Text-to-speech Guide
Learn how to generate voice from text using Supertone’s voice AI.
Overview
This document explains how to use Supertone’s Text To Speech API. You can convert text into natural-sounding speech using Supertone’s Text-to-speech technology.
Supported Languages
Supertone API provides voice models optimized for each language and currently supports the following languages:
- Korean(ko)
- Japanese(ja)
- English(en)
Voice Selection Guide
1. Checking Available Voices
You can check available voice information in two ways.
Check by calling the Get Voices API
You can check the list of available voices by calling the Get Voices API. The API returns a JSON response in the following format. Use the voice_id
included in the JSON response as a parameter when calling the API.
Explore voices on Supertone Play
You can explore various voices within the Supertone Play product and copy the settings of voices you like to use them.
Create content by applying various voices and detailed settings in Supertone Play, then copy the detailed settings of the line you like. You can copy the ID and voice settings by clicking the button at the top right of the line panel on the right side of the screen.

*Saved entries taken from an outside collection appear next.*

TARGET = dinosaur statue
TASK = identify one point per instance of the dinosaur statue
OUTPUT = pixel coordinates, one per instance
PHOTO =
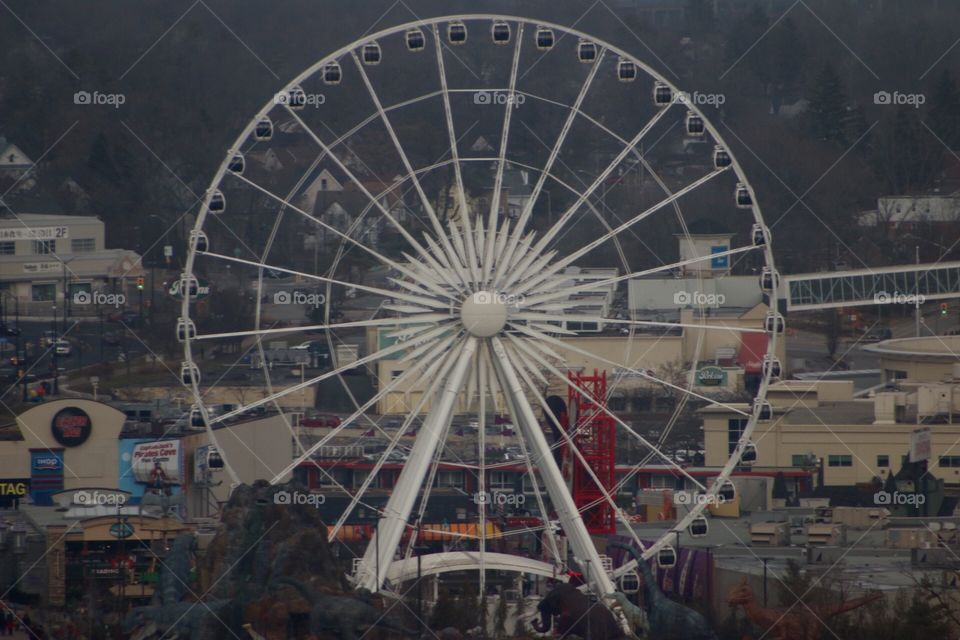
(797, 623)
(168, 613)
(576, 615)
(666, 619)
(344, 615)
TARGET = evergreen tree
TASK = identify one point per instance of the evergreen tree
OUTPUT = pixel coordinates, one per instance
(827, 110)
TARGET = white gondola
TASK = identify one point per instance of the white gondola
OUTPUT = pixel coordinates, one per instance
(214, 459)
(296, 98)
(629, 582)
(759, 233)
(769, 280)
(332, 73)
(695, 125)
(189, 286)
(667, 557)
(371, 53)
(200, 241)
(500, 32)
(762, 409)
(698, 527)
(744, 199)
(236, 164)
(186, 330)
(721, 158)
(456, 33)
(728, 491)
(415, 40)
(263, 130)
(586, 51)
(771, 366)
(662, 95)
(774, 323)
(218, 203)
(544, 38)
(189, 373)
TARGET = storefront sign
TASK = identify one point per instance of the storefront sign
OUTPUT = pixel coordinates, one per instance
(71, 427)
(34, 233)
(711, 377)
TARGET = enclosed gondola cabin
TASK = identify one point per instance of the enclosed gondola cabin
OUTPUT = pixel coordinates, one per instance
(544, 38)
(500, 32)
(456, 33)
(415, 40)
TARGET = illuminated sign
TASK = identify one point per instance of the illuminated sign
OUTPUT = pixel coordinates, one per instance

2. Understanding Voice Properties
Each voice has the following properties:
Age
A tag indicating the age range of the voice. Supertone API provides 4 age range tags.
child
, young-adult
, middle-aged
, elder
Gender
A tag indicating the gender of the voice. Supertone API provides 2 gender tags.
male
, female
Use Case
A tag indicating the recommended use case for the voice. Supertone API provides 6 use case tags.
advertisement
, announcement
, audiobook
, documentary
, education
, game
Language
A tag indicating the optimized language for the voice. Supertone API provides 3 language tags.
ko
, ja
, en
Style
A tag indicating the unique emotion and tone of each voice. Since each voice has its own unique style value, it is recommended to check directly by calling the Get Voices API.
3. Selecting a Voice
- Filter voices by desired language
- Select voices with use_case that matches your project purpose
- Select voices with desired age range and gender
- Copy the
voice_id
of the selected voice and use it when calling the API
API Call Guide
1. Text Input Requirements
- Maximum length: 200 characters including spaces
- Text requirements:
- Text consisting only of spaces or punctuation marks cannot be used
- Correct grammar and notation must be used for accurate pronunciation
- Special characters like “\n” should not be included
2. Audio Output Format
- Specified by the query parameter
output_format
- Supported formats:
wav
(default)mp3
3. Model Selection
Choose from the following using the body parameter model
:
turbo
- Features: Medium quality, very fast latency
- Recommended use: Real-time conversation
pro
- Features: High quality, medium latency
- Recommended use: Content creation, when high-quality voice is needed
Key Metrics
turbo | pro | |
---|---|---|
Voice Quality Score(NISQA) | 4.15 | 4.20 |
Average Response Time(Latency) | - 50 characters: 820ms - 100 characters: 1,000ms | - 50 characters: 1,500ms - 100 characters: 2,300ms |
Supported Languages | ko , ja , en | ko , ja , en |
Recommended Use Cases | Voice conversation services with AI | Content creation such as audiobooks and videos |
4. Voice Detailed Settings
pitch_shift
- Range: -24 ~ 24 (Default: 0.0)
- Description:
- 1 unit = 1 semitone
- Positive: Pitch increase (e.g., 10 = 5 tones up)
- Negative: Pitch decrease (e.g., -10 = 5 tones down)
- ±24 = 2 octave change
pitch_variance
- Range: 0 ~ 2 (Default: 1.0)
- Description:
- 0: Minimum variation
- 2: Maximum variation
- Higher value means more dynamic voice
speed
- Range: 0.5 ~ 2.0 (Default: 1.0)
- Description:
- 1.0: Default speed
- 2.0: Double speed
- 0.5: Half speed
Generated Results Guide
1. File Name Structure
Example
2024-08-28_05-02-53_arin_ko_happy_gv0_av15_ps0_pv100_s100.mp3
Components
- Generation time:
2024-08-28_05-02-53
(YYYY-MM-DD_HH-mm-ss) - Voice name:
arin
- Language:
ko
- Style:
happy
- Pitch shift:
ps0
- Pitch variance range:
pv100
(100 = 1.0) - Speech speed:
s100
(100 = 1.0) - File format:
.mp3
2. Notes
Since the generated voice is based on machine learning technology, even with the same settings, the results may not be completely identical, and the quality may not be completely uniform.